Here are the main reasons (in order of importance) why i chose to stay in 'the blob' as opposed to moving wayy out there...
1) Family - We have family right here in the same area and it was really important to us to be as geographically close to them as possible.
2) Plan B Employment - Although my work circumstances show no sign of changing in the foreseeable future, it seemed like a good idea to be in a place where I could at least have a CHANCE of replacing it with another decent income, even if that meant a commute into one city or the other.
3) Hospital - I plan to be here for a long time. i also figure that it's inevitable that one or the other of us may get chronically sick someday. If and when that happens, I would hate it if on top of the trauma of illness, we had to tear ourselves away from our home and relocate just to find a permanent hospital.
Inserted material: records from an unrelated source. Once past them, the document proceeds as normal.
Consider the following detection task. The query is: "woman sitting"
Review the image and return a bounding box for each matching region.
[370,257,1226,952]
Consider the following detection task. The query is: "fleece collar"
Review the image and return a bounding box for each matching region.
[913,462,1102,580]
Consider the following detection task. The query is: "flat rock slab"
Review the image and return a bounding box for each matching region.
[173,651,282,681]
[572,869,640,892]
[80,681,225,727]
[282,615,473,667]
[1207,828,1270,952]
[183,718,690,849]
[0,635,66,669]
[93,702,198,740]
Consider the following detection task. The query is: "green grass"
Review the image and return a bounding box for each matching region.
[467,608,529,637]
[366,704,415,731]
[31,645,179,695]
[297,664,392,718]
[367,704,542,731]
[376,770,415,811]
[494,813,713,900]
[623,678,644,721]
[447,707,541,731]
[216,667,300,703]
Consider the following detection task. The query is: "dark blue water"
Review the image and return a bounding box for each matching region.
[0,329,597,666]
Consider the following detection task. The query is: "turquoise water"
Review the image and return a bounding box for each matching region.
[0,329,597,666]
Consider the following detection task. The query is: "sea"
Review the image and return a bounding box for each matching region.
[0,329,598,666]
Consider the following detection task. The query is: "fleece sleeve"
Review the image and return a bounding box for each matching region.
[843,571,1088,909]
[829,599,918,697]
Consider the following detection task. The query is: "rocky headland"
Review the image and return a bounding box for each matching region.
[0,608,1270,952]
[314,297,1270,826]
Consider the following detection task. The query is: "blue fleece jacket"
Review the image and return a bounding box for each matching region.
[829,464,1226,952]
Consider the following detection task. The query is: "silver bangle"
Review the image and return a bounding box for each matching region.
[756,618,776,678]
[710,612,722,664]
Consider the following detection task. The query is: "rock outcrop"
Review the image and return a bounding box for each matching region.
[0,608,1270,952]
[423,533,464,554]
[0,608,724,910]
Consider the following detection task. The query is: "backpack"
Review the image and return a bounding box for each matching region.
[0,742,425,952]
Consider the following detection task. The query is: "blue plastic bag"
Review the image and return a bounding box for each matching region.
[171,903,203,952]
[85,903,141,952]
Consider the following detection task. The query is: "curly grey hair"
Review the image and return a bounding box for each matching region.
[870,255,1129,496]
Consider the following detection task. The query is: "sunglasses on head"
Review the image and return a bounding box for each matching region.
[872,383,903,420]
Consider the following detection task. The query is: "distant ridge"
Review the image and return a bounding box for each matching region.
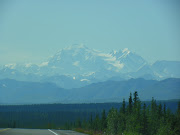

4) Airport - As nice as CO is, we still like to travel, and we also love to have visitors from all over, so our (relatively) close proximity to a major airport is a big plus for us.
5) City Stuff - I really love the quiet rural lifestyle I have here, but I do like the IDEA that I can get into a real city and do city stuff occasionally... mainly big-league baseball, the zoo, and an occasional city stroll so far.
6) Shopping (?) - I don't know, I guess that was a factor. I'm not much of a shopper, especially at the big box stores, but my wife does seem to really like the fact that the big outlet mall is scarcely a 20 minute drive. I have a great barber down in Springs, and he's right next to a great sub-shop, so I usually schedule my shopping errands around that. But I can only take that once or twice a month, at the most.
7) It's where the people are - This may seem like a strange one, but to me, it was important to live in a fairly established residential area, with plenty of existing homes to choose from, as opposed to trying to get a big plat of wilderness and then building my dream house on it. I prefer to live where the people live and reserve the high country for relatively low-impact forms of recreation.
I'm not trying to tell you what to do, and hopefully that did not just sound pedantic. But I think a lot of people are in such a hurry to get that multi-acre homesite in the high country that they often fail to consider all of the downsides to living in the remote areas.